Well, she can do more than that, Jody. She's the one who sent the man
at the door. It was her. She can make you wish you'd never been born.
I don't want to take the chance she might hurt you. You have to go.”


But...”
Jody spread his hands in supplication. “I thought...I thought
we were going to take a ship, we were going to sail away from her.”


There's no
point. She came to me while you were gone. She's not that far away.
She'll be here before we could leave and even if we did, she'd
follow. I'll be all right, I told you. I can manage on my own now.
I'll give you another hundred dollar bill and you take one of those
ships down in the harbor. You leave on it, the very next one leaving,
I don't care where it's going. You need to be far away from here soon
because she's coming.”


You know that
for sure? Can't I at least stay until you're on your feet?”


I know it for
sure and for certain. And no, you can't stay. I'm sorry, Jody, you've
been the best friend.”


You
can't...protect me if she comes?”


I don't know
so I can't chance it. If anything happened to you, I'd...well, I
couldn't take it. Imagine if it had been you who first opened the
door and faced that killer.”

Jody had his bag of
things together in minutes.
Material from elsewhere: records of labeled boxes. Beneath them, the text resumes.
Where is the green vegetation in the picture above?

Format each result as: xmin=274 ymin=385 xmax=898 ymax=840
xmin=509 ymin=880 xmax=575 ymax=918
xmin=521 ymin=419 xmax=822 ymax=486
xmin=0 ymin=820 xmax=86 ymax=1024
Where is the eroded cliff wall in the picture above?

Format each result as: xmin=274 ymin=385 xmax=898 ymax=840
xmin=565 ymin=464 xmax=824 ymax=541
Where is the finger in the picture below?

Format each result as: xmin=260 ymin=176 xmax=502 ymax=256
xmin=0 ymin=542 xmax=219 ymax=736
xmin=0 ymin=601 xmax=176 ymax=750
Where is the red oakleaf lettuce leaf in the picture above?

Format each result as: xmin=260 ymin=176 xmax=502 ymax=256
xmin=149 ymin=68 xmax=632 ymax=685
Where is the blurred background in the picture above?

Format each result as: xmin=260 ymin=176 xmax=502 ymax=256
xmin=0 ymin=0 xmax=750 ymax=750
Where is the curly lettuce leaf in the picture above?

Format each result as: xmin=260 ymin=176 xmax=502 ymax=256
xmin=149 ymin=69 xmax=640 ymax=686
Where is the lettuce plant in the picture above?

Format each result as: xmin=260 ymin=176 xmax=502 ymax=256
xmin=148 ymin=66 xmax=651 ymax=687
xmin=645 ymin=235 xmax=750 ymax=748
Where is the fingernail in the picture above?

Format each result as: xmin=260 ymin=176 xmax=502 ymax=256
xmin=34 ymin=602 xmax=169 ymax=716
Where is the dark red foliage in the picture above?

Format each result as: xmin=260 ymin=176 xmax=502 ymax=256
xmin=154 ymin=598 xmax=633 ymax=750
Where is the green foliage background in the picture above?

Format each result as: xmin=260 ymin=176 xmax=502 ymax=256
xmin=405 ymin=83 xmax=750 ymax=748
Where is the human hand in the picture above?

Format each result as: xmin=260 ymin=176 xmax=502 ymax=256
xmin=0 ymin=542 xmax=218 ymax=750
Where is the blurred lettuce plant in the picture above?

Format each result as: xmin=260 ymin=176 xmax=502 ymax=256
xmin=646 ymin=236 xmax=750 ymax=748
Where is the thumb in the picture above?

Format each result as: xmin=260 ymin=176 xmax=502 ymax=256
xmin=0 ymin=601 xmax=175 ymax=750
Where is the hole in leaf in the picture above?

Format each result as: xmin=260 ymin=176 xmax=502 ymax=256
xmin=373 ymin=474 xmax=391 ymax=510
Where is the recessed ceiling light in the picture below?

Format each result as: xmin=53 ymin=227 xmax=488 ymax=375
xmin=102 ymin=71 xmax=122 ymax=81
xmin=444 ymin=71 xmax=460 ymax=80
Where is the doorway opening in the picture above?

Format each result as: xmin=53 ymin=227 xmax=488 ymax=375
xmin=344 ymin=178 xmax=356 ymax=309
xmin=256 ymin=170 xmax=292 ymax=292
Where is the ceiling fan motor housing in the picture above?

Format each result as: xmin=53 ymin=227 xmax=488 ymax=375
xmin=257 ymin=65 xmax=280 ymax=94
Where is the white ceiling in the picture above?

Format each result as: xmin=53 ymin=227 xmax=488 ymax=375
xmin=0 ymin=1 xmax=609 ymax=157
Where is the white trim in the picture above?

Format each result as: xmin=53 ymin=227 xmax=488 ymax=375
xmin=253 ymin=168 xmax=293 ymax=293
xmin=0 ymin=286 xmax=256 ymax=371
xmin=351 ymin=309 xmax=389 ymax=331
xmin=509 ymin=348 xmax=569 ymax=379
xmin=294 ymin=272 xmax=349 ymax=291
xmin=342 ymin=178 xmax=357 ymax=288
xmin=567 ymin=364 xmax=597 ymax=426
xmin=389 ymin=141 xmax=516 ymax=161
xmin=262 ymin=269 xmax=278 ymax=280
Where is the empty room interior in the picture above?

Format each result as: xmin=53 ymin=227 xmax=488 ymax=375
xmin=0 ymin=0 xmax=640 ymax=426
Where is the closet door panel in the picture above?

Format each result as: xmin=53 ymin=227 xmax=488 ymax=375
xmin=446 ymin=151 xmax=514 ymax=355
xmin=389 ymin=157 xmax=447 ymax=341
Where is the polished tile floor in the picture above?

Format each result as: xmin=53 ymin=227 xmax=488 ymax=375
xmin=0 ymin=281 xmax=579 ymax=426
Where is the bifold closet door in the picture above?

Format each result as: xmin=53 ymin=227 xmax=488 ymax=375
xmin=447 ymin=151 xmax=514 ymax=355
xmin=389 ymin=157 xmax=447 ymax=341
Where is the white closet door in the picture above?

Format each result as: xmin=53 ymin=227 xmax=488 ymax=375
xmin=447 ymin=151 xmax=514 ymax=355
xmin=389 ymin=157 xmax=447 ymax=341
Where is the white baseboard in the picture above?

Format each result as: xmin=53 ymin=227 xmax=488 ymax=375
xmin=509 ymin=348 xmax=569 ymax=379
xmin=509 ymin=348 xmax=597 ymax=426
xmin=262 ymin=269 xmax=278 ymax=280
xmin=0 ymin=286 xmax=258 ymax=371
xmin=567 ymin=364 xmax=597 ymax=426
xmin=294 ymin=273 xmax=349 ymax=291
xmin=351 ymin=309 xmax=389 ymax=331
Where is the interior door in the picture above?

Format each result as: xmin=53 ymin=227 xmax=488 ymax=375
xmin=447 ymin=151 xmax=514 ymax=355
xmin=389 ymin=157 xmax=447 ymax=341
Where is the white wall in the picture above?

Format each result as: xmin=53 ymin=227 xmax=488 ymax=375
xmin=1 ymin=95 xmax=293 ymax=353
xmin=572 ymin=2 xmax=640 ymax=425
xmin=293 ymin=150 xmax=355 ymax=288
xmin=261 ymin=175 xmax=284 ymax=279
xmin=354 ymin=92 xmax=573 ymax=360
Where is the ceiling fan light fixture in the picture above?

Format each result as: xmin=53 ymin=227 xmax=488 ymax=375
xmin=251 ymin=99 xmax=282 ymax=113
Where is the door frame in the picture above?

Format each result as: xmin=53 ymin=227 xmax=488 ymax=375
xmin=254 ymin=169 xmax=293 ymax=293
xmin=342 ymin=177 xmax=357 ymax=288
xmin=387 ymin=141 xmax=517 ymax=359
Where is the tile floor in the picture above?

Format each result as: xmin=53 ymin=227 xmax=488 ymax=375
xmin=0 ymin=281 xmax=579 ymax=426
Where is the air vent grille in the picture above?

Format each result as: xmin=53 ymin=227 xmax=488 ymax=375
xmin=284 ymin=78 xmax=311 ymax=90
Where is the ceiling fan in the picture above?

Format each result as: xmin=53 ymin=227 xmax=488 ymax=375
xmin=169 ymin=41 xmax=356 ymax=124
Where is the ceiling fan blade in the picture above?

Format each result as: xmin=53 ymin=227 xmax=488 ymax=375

He had let go of all protests. He leaned
down and gave Nick a brief hug. “It's been a real pleasure.”


Likewise,”
Nick said. He felt his vision cloud as if tears were there so he
turned his head aside and let Jody go.

Jody said at the
door, turning back, “Now I know there's a heaven when before I
wasn't sure. That is a fine gift you gave me. The best gift.”

And then he was
gone, the door closed, the room smelling of chicken soup and garlic
and onions.

Down in the second
floor stairwell, Jody moved swiftly to a narrow door he'd noticed
when climbing up the stairs earlier. It had a rusty bronzed sign on
it: CLEANING SUPPLIES. It was locked, but not too hard to open with a
nail file Jody carried in his pocket.

He slipped inside,
pushing a box farther to the back with his feet, and pulling closed
the door. It was dark as midnight, but eventually his eyes adjusted
to the gloom enough for him to find a place to perch on two boxes of
cleaning solutions. He left his bag on the floor, slid the nail file
back in his pocket.

If Nick thought he
was going to abandon him, he was mistaken. He knew there had been no
hope of changing the angel's mind, so this place was going to be home
until the devil came. No matter how long it took, he could wait. When
hungry or needing to relieve himself, he'd slip out to the lobby and
the street, otherwise he'd sleep here, wait here. In this dark musty
closet. Where only a little man could fit.

CHAPTER 35

THE MAKING OF A
MONSTER

The next leg of the
trip found them in Reno, Nevada. Angelique wasted no time in
discovering the hotel where Nick and the little person had stayed.
From there she tracked their scent to the bus station and from the
ticket man, after her description of the two, she found they had
bought tickets to Sacramento, California.

Henry drove them out
of town, admiring the new casinos as they passed them by. “I
like a bit of gambling. Too bad we're in such a rush,” he said.


Tell me more
about yourself.” Angelique felt the time for secrets was at an
end.


What, like
where I come from, who made me, that sort of thing?”


Yes.”
She stared off across the mountains they climbed, the forests a
blue-green in the afternoon shadows. All along the road the Truckee
River cascaded over rocks and around the curves of the mountain
range. It was a big silver snake curling through the mountains,
splashing white over big rocks, lying low and smooth and dark like
velvet ribbon through the rockless passages.